Было слышно, как совсем рядом клацнула и откинулась крышка фляги, как, утопив бутылку, набулькали в неё керосину. «Придется с поджогом погодить: керосин и нам нужен позарез!»— подумал Ванько.
Подождав, пока дружки ушли и всё стихло, поднялся. Фляга стояла возле большой собачьей будки, из которой вылез, волоча цепь, симпатичный кутёнок, не научившийся ещё не то что «гавкать», но и разбираться, где свои, а где чужие. Несмотря на поздний час, он, похоже, не прочь был поиграть. Погладив его, Ванько попробовал флягу на вес — полная. Отнёс в орешник.
— Представляешь, полна керосину! — с радостью объяснил Борису.
— Да ну! — удивился тот. — А фитиль ещё не поджигал?
— Надо сперва опорожнить, а уж потом всё остальное. Флягу-то нужно вернуть, пусть думают, что сено сперва облили керосином, потом подожгли. Иначе ним и пользоваться будет опасно.
— И то… Я об этом не подумал, — согласился помощник.
Вернулись через полчаса.
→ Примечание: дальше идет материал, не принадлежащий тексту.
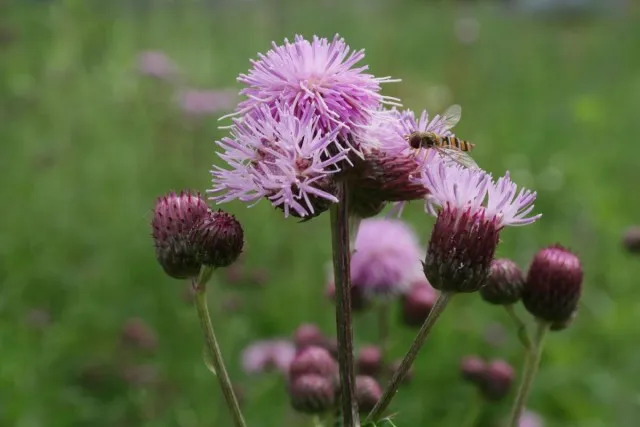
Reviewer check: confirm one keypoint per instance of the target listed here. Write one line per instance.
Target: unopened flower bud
(498, 379)
(368, 392)
(219, 239)
(554, 284)
(313, 360)
(308, 335)
(173, 218)
(312, 394)
(631, 239)
(417, 304)
(504, 284)
(473, 369)
(369, 361)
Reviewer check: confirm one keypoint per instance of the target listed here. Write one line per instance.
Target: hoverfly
(449, 147)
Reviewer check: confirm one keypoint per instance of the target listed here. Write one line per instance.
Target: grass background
(87, 144)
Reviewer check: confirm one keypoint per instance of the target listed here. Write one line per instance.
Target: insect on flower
(451, 148)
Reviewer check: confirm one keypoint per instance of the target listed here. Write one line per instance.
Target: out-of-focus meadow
(88, 143)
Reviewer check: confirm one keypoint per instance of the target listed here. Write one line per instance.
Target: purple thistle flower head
(471, 210)
(386, 259)
(262, 356)
(318, 75)
(280, 157)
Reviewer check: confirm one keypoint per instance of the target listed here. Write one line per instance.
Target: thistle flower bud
(417, 304)
(473, 369)
(554, 284)
(173, 218)
(312, 394)
(313, 360)
(631, 239)
(498, 379)
(308, 335)
(369, 361)
(368, 392)
(219, 239)
(504, 284)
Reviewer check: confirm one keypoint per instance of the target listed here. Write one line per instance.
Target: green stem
(532, 361)
(214, 349)
(410, 357)
(342, 278)
(523, 335)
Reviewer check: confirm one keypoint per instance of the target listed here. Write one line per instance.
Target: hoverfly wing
(451, 117)
(455, 156)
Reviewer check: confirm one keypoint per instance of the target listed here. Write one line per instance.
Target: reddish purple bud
(313, 360)
(473, 369)
(173, 218)
(308, 335)
(369, 361)
(394, 366)
(498, 379)
(460, 251)
(417, 304)
(505, 282)
(631, 239)
(219, 239)
(554, 284)
(136, 333)
(312, 394)
(368, 392)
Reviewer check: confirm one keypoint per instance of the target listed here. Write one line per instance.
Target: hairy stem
(532, 361)
(213, 349)
(523, 334)
(342, 278)
(410, 357)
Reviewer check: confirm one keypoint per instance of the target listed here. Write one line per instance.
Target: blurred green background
(88, 143)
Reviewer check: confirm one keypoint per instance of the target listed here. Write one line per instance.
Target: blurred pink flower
(199, 102)
(386, 259)
(265, 355)
(156, 64)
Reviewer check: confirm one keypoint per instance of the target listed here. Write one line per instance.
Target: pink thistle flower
(386, 259)
(389, 168)
(471, 211)
(317, 75)
(156, 64)
(284, 160)
(262, 356)
(205, 102)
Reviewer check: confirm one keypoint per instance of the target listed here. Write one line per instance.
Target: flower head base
(281, 157)
(466, 232)
(174, 216)
(319, 76)
(219, 239)
(386, 259)
(505, 283)
(554, 284)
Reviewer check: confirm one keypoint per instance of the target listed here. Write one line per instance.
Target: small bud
(498, 379)
(368, 392)
(473, 369)
(554, 284)
(136, 333)
(312, 394)
(417, 304)
(308, 335)
(369, 361)
(631, 239)
(394, 366)
(173, 218)
(504, 284)
(218, 238)
(313, 360)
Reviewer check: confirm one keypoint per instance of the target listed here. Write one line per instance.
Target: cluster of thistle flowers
(193, 102)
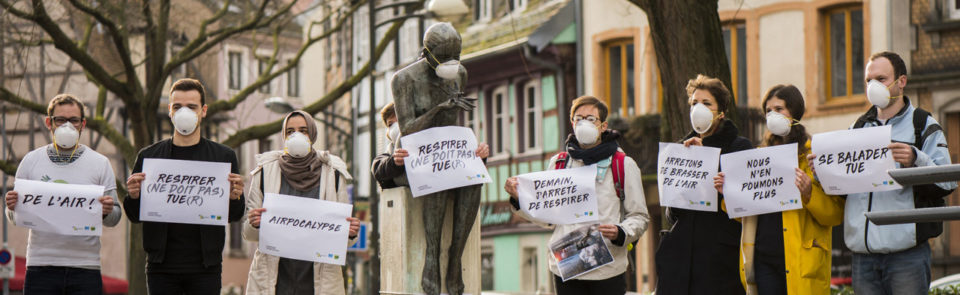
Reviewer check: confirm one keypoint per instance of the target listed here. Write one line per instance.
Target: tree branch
(267, 129)
(69, 47)
(242, 95)
(119, 41)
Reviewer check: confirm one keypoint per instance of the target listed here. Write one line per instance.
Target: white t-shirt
(51, 249)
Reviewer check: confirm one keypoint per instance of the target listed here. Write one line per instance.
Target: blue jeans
(902, 273)
(41, 280)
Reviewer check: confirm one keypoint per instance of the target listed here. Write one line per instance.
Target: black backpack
(925, 195)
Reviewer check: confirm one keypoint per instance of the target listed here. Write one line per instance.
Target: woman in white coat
(297, 170)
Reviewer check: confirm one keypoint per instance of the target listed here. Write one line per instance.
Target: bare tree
(688, 41)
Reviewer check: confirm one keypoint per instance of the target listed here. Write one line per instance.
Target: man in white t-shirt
(63, 264)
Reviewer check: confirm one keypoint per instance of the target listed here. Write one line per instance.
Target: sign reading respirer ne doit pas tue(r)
(442, 158)
(66, 209)
(179, 191)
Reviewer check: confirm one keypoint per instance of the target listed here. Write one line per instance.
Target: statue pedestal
(402, 245)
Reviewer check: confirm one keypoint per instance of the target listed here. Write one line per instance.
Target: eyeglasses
(589, 118)
(63, 120)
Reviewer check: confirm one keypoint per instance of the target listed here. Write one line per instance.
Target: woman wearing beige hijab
(297, 170)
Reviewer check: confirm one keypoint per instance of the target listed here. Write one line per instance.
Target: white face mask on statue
(297, 145)
(701, 118)
(448, 70)
(66, 136)
(879, 94)
(586, 132)
(778, 124)
(185, 121)
(394, 133)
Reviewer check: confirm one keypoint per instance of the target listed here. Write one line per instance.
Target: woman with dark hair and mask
(699, 253)
(623, 218)
(297, 170)
(789, 252)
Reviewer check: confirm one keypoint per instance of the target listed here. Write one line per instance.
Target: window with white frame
(529, 102)
(469, 119)
(953, 9)
(235, 59)
(293, 81)
(483, 9)
(262, 64)
(517, 5)
(500, 115)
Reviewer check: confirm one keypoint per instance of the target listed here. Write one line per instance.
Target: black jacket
(700, 254)
(212, 236)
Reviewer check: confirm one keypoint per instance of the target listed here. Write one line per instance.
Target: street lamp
(434, 8)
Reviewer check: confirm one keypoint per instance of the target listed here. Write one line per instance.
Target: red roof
(111, 285)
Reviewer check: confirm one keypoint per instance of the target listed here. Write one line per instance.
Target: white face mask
(448, 70)
(297, 145)
(394, 133)
(879, 94)
(778, 124)
(185, 121)
(66, 136)
(586, 132)
(701, 118)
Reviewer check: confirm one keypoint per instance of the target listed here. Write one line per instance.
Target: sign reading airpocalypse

Смочив ещё одну тряпку остатком керосина, Ванько оставил флягу между стогов. Зарозовел кончик жгута, в носу щекотнуло запахом палёной ваты. Прошёл к кутёнку, освободил от ошейника: будка стояла близко к стогам. Одну листовку оставил на столе, придавив кирпичом, другую ниткой привязал к столбику навеса. «Цуценя» игриво ворча, теребило его за штанину, некоторое расстояние бежало следом, потом вернулось во двор.
П е р е с к а з невольно подслушанного разговора у Рудика ревности не вызвал.